Monday, June 19, 2006

A Prairie Home Companion


Grade: C+

Robert Altman strikes a folksy thud in this tale of an ole-fashioned radio show’s final performance.

No one can cast and photograph like Altman, and backstage dressing rooms come alive amidst the tarnished glamour and multiple make-up mirrors of a broadcast facing retirement and a theater facing dismantlement. A tight-knit and eccentric company of radio performers brings kooky yet ultimately tiring charm to the proceedings, on-air performances lackluster when juxtaposed against the real life nuttiness behind the curtain. While one never forgets the star kilowatts at play, sisters Meryl Streep and Lily Tomlin delight in an overtalking frenzy of remembrances, riffing off one another with giddy abandon, and John C. Reilly and Woody Harrelson are a salty pair of singing cowboys, grungy, foul and funny in equal measures. Kevin Kline is stuck in Mickey Spillane dialogue and klutzy pratfalls that quickly become irritatingly tedious, and Lindsay Lohan has the personality of peeling wallpaper next to such effortless veterans. Garrison Keillor, playing, well, Garrison Keillor, is so other-worldly strange one spends much of the movie wondering if he’s truly this weird in real life.

Once the initial charm wears thin, there ain’t all that much of an actual story to tell. Altman attempts to infuse the piece with a treatise on the nature of death, none of which gels with the frothier tale of a time gone by and friends about to be separated by unemployment. Virginia Madsen is somewhat appallingly misplaced as an “angel of death” figure who mysteriously skulks around the theater, touching people (physically and spiritually) and taking them away to the hereafter. Tommy Lee Jones is a cardboard cutout as the meannie station owner utterly devoid of sentimentality and stoically disinterested in preserving a lost era.
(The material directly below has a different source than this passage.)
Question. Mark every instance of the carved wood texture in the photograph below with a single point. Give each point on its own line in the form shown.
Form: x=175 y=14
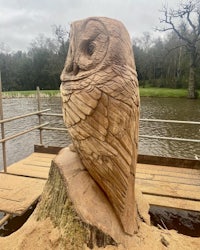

When the performers are jabbering good-naturedly backstage or singing goofy songs with carefree pleasure on stage, there is a sweet twinkle that whiles away the hours. But, as someone who usually loves the interlocking multi-dimensions of Altman’s work (his last two films both made my top ten lists) this is a mildly bemusing, lightly pretentious, somewhat unfinished and unfocused throwaway.

Like an oldie but a goodie radio show one remembers from yesteryear, the nostalgic expectation is far more powerful than the actual wattage of the transmission. Bidding a fond farewell doesn’t seem tragic so much as somewhat overdue.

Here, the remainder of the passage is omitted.